Following example will match "acgt" or "aggt" right after "aaaa".

mod1()==>"aaaa",("acgt"|"aggt")
mod1()==*>SEQ1

A slightly more complex example, combining a OR and a SPACER.

mod1()==>"aaaa",((.*,"acgt")|(.*,"aggt"))
mod1()==*>SEQ1

This example applies a OR on a group of pattern (.*,"acgt") and (.*,"aggt").

Morphisms

Morphisms are used to transform a string to an other

Logol predefines some morphisms but it is also possible to define your own morphisms

wc: complement (DNA or RNA pairing)
wooble: Wooble pairing
p2d: protein to DNA conversion

A morphism is oriented, i.e. a + will apply the transformation to the string while a - will reverse the string first.

mod1()==>"aaa",+"wc" "tgca"
mod1()==*>SEQ1

This morphism +"wc" will search the complement to "tgca" (acgt) after "aaa"

Multiple models

To ease the description of the global model, and to reuse some parts of code, Logol provides the models.

We used a model in the rule description. We can also use models out of the rule.

There is a difference however. Models called from an other model will try to match it at position+1 only, not in the whole sequence.

Models can also use variables as input and output.

mod1()==>"aaa","acgt":{_R1},mod2(R1)
mod2(X1)==>?X1
mod1()==*>SEQ1

In mod1()==>, we call model mod2(R1). We pass variable R1 to mod2 as argument.

Then we defined mod2 with mod2(X1)==>?X1.

mod2 will search the content (?) of variable X1, which is an input argument. In our case, the input argument will match the variable R1.

In the result file, mod2 will appear as a pattern match, and will include all the details of mod2 sub patterns.

Repeats

Sometimes, we want to match (or not to match, that is the question), a pattern occuring multiple times.

Repeats can help to do so.
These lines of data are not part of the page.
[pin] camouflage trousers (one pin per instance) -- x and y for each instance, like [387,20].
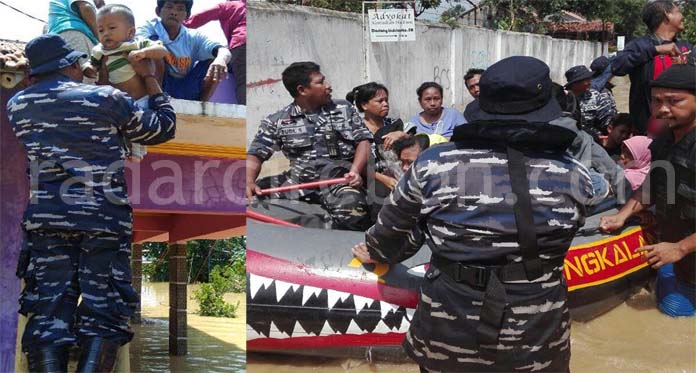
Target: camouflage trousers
[347,206]
[65,265]
[534,335]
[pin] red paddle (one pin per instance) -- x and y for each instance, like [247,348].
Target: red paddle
[315,184]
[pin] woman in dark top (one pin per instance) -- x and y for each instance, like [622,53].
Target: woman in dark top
[372,99]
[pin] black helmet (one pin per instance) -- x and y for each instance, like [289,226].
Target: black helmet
[189,4]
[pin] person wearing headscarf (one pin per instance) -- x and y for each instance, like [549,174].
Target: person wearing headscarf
[635,157]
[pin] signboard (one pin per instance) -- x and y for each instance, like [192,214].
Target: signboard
[392,25]
[620,42]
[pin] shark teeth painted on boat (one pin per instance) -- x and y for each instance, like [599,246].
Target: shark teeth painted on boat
[316,311]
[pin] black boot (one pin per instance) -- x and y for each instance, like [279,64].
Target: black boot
[48,360]
[97,355]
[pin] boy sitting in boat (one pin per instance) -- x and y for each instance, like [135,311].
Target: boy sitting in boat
[112,58]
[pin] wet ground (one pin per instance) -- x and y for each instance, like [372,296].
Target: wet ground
[634,337]
[214,344]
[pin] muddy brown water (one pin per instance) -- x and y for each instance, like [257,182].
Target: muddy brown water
[633,337]
[214,344]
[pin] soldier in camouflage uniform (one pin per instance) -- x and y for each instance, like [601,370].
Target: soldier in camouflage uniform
[598,109]
[78,221]
[323,139]
[498,207]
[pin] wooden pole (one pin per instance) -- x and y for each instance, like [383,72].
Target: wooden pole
[178,341]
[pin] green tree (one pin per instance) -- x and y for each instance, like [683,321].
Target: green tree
[527,15]
[689,10]
[202,256]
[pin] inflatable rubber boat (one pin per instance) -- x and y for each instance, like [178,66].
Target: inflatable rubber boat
[306,294]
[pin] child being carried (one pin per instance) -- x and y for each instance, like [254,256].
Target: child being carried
[111,59]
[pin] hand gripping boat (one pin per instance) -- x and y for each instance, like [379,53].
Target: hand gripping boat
[306,294]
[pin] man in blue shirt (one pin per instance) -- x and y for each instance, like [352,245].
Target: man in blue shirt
[195,64]
[78,223]
[76,22]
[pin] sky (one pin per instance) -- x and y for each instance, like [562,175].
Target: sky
[16,26]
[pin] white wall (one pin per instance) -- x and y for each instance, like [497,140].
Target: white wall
[281,34]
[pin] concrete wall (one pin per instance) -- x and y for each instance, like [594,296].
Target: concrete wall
[281,34]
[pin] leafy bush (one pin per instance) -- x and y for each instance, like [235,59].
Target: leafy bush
[211,302]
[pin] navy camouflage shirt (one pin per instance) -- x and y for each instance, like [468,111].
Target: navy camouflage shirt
[462,197]
[74,135]
[302,137]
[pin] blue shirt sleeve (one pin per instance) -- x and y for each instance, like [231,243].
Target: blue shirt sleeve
[145,31]
[202,46]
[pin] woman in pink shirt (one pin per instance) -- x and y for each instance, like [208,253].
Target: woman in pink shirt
[232,18]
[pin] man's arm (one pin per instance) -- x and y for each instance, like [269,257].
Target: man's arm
[668,252]
[88,14]
[610,223]
[200,19]
[148,127]
[154,52]
[638,53]
[218,68]
[253,169]
[261,149]
[362,153]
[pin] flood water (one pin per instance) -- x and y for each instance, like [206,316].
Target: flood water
[633,337]
[214,344]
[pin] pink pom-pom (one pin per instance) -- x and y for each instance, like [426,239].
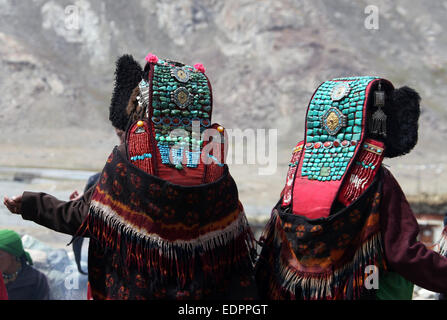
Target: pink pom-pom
[199,67]
[152,58]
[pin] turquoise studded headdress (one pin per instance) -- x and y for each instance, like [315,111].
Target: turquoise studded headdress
[175,106]
[337,124]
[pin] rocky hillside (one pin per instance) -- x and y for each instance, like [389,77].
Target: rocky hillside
[264,59]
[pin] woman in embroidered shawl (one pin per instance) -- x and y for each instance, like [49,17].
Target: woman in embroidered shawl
[164,219]
[343,228]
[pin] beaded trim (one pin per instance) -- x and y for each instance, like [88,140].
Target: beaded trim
[141,157]
[334,127]
[180,96]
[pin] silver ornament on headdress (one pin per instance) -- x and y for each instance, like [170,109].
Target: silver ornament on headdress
[378,119]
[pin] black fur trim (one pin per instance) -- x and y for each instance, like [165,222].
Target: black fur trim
[402,122]
[128,74]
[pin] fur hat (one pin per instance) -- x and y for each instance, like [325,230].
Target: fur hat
[403,111]
[128,74]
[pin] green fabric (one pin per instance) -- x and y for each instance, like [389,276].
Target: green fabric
[10,242]
[393,286]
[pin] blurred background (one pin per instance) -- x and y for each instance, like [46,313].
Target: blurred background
[264,59]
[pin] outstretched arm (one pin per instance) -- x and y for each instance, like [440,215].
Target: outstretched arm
[50,212]
[405,255]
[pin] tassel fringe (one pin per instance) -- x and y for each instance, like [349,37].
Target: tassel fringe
[324,286]
[219,251]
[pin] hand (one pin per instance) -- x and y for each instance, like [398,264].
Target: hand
[75,195]
[13,204]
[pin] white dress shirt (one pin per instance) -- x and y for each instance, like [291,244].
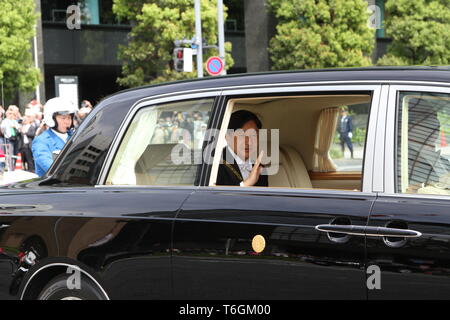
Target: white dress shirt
[64,136]
[245,167]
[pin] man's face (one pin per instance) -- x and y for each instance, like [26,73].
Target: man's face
[64,122]
[245,140]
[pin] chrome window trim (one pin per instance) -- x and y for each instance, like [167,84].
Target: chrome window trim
[148,102]
[63,265]
[370,143]
[391,125]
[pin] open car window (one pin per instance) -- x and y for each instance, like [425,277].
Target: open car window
[310,150]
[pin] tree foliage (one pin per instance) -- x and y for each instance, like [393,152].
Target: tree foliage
[17,28]
[147,58]
[420,32]
[321,34]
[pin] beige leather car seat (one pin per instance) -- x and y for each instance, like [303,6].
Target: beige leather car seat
[292,171]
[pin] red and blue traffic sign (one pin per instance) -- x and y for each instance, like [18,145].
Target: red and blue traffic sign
[214,66]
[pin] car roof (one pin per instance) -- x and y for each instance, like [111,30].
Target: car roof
[400,74]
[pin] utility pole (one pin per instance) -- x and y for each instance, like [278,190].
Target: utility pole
[220,30]
[199,40]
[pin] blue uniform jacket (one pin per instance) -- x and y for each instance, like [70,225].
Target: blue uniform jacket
[42,147]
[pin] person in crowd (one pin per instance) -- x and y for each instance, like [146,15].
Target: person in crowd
[345,126]
[426,165]
[86,104]
[81,115]
[10,129]
[58,117]
[28,131]
[237,168]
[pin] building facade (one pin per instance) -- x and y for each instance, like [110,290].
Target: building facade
[90,53]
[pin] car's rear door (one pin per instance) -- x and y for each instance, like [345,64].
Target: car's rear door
[152,168]
[415,200]
[220,230]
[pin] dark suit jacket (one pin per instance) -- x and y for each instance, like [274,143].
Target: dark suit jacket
[230,175]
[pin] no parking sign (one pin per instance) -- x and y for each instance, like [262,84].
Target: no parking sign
[214,66]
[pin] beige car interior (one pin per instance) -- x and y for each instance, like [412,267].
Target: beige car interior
[296,118]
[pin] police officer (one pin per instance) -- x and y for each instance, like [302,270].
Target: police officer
[58,117]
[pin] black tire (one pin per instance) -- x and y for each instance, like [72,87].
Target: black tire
[57,289]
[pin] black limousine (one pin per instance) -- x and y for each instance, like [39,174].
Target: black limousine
[131,209]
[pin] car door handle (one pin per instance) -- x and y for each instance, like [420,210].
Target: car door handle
[368,231]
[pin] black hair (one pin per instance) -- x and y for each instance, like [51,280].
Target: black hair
[241,117]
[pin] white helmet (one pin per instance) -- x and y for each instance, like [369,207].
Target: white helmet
[57,105]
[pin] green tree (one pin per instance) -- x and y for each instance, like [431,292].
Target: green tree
[17,28]
[321,34]
[147,58]
[420,32]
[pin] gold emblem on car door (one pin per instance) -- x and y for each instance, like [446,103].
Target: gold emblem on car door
[258,243]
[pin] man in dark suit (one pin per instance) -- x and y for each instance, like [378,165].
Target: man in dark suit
[236,168]
[345,131]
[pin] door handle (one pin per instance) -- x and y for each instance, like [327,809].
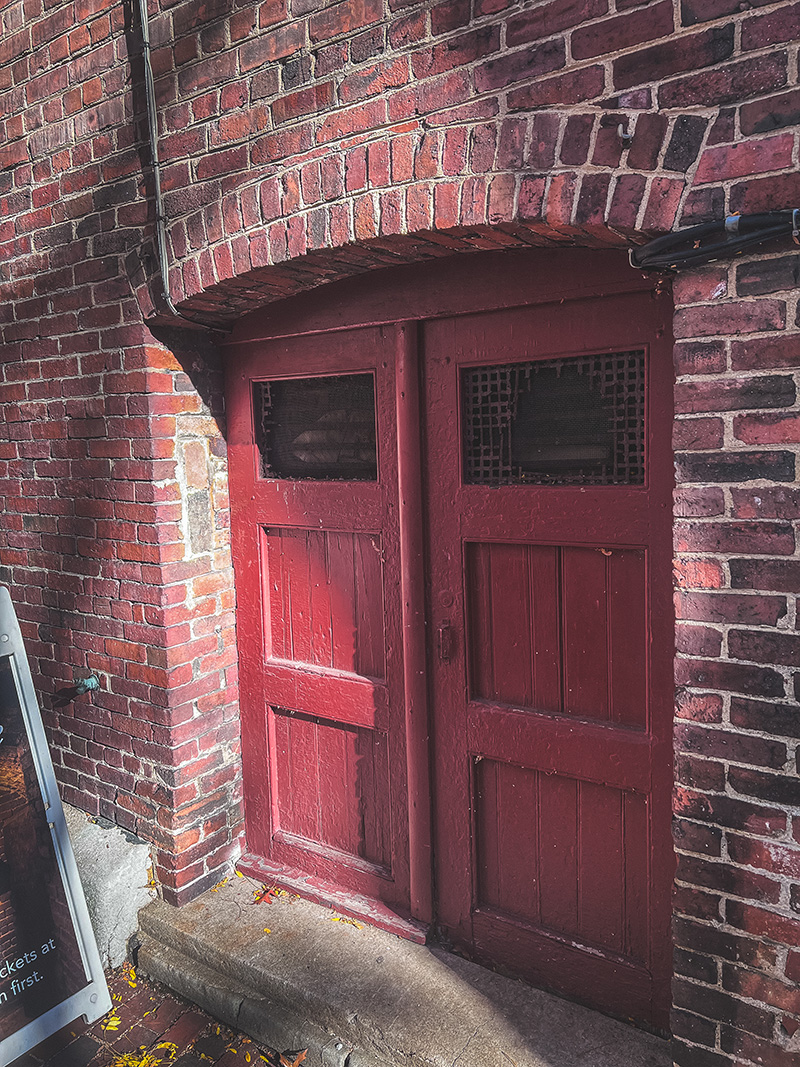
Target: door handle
[445,636]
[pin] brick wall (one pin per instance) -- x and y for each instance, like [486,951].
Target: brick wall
[307,141]
[737,790]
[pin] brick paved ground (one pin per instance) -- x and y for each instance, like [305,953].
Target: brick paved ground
[148,1026]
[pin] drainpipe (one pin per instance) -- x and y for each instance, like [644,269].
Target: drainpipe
[149,88]
[716,240]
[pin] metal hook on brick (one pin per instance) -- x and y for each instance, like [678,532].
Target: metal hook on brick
[86,685]
[625,136]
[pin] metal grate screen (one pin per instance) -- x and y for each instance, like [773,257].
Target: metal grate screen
[572,421]
[317,428]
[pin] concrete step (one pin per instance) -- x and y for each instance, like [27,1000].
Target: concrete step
[292,976]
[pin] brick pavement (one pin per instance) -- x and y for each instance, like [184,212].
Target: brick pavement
[149,1026]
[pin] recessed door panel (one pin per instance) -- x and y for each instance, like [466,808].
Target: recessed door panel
[549,556]
[314,468]
[515,464]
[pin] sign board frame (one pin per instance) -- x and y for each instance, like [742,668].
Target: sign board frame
[92,1001]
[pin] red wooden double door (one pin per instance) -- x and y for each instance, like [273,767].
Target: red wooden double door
[450,494]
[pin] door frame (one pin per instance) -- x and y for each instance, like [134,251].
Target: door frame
[458,285]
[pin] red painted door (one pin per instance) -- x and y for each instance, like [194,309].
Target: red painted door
[316,540]
[452,540]
[550,601]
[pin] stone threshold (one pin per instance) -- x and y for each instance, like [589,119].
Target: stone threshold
[293,974]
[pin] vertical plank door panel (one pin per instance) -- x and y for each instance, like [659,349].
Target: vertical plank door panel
[557,569]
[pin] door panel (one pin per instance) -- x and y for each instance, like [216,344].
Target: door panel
[549,562]
[532,446]
[314,470]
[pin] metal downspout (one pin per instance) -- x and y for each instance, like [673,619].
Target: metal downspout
[149,88]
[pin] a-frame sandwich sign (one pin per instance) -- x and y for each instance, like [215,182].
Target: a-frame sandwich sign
[50,970]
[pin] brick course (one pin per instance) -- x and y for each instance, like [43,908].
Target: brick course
[308,141]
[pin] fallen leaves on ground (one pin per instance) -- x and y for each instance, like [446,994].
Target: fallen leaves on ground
[299,1057]
[346,919]
[159,1054]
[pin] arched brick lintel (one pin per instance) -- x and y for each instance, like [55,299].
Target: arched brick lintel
[282,256]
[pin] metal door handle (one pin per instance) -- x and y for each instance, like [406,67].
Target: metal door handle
[445,640]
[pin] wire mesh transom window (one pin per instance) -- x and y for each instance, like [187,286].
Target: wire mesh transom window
[317,428]
[577,420]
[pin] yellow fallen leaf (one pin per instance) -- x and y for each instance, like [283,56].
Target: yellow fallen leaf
[285,1062]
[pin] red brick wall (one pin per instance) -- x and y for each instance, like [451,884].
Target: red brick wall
[313,141]
[737,829]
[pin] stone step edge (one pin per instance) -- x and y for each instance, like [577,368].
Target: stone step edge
[261,1018]
[160,923]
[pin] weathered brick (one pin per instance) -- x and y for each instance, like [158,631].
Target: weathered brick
[552,18]
[724,607]
[770,391]
[761,31]
[729,84]
[773,112]
[614,34]
[685,53]
[735,466]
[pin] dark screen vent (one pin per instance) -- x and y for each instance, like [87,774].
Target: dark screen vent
[317,428]
[573,421]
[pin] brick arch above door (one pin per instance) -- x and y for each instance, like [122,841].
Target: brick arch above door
[365,616]
[284,252]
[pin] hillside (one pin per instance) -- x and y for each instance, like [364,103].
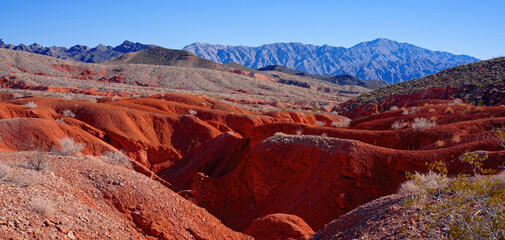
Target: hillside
[80,53]
[380,59]
[481,83]
[22,70]
[339,79]
[168,57]
[238,165]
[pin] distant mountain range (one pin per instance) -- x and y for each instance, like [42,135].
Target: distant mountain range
[343,79]
[79,52]
[380,59]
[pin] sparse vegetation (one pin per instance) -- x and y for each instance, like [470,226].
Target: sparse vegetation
[393,108]
[69,147]
[344,123]
[397,125]
[320,123]
[68,113]
[422,124]
[43,207]
[410,111]
[465,207]
[4,171]
[30,105]
[38,161]
[116,158]
[192,112]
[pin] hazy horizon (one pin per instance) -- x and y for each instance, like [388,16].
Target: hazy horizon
[459,27]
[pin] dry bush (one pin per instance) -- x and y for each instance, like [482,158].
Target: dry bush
[67,98]
[60,120]
[4,171]
[344,123]
[410,111]
[397,125]
[192,112]
[116,158]
[25,178]
[37,162]
[393,108]
[30,105]
[68,113]
[69,147]
[42,207]
[17,95]
[422,123]
[457,101]
[320,123]
[281,134]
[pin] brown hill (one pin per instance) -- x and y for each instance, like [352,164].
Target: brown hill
[168,57]
[27,71]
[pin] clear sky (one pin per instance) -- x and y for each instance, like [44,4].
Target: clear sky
[475,28]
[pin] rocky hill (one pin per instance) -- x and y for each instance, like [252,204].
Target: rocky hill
[339,79]
[168,57]
[23,70]
[80,53]
[380,59]
[240,166]
[481,83]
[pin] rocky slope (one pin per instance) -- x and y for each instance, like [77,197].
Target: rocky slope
[239,165]
[380,59]
[22,70]
[481,83]
[168,57]
[80,53]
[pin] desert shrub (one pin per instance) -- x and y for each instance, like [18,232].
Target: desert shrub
[280,134]
[393,108]
[457,101]
[422,123]
[67,98]
[30,105]
[68,113]
[4,171]
[69,147]
[17,95]
[320,123]
[344,123]
[60,120]
[397,125]
[410,111]
[465,207]
[42,207]
[38,161]
[192,112]
[25,178]
[116,158]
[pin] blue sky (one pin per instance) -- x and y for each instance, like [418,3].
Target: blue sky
[475,28]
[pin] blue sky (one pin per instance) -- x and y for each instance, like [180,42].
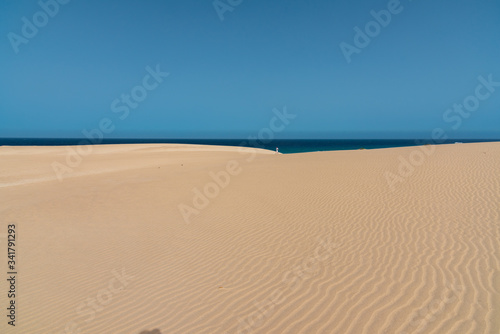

It can be applied on a pattern or a view.

mod1()==>"aaa",repeat("acgt" ,[0,1])+[0,2]
mod1()==*>SEQ1

We defined a repeat on "acgt" with repeat("acgt". We accept a spacer range of 0,1 characters between each repeat ,[0,1], and the pattern can occur between 0 and 2 times +[0,2].

Pattern can be a view or a pattern, including a variable. Repeat also support overlap between repeats with a semicolon instead of the comma

Overlap

2 consecutive strings can overlap:

mod1()==>"ccaaaa";("aacgt","acg")
mod1()==*>SEQ1

In this example, "aacgt" can overlap over previous pattern match "ccaaaa" on the "aa" or "a".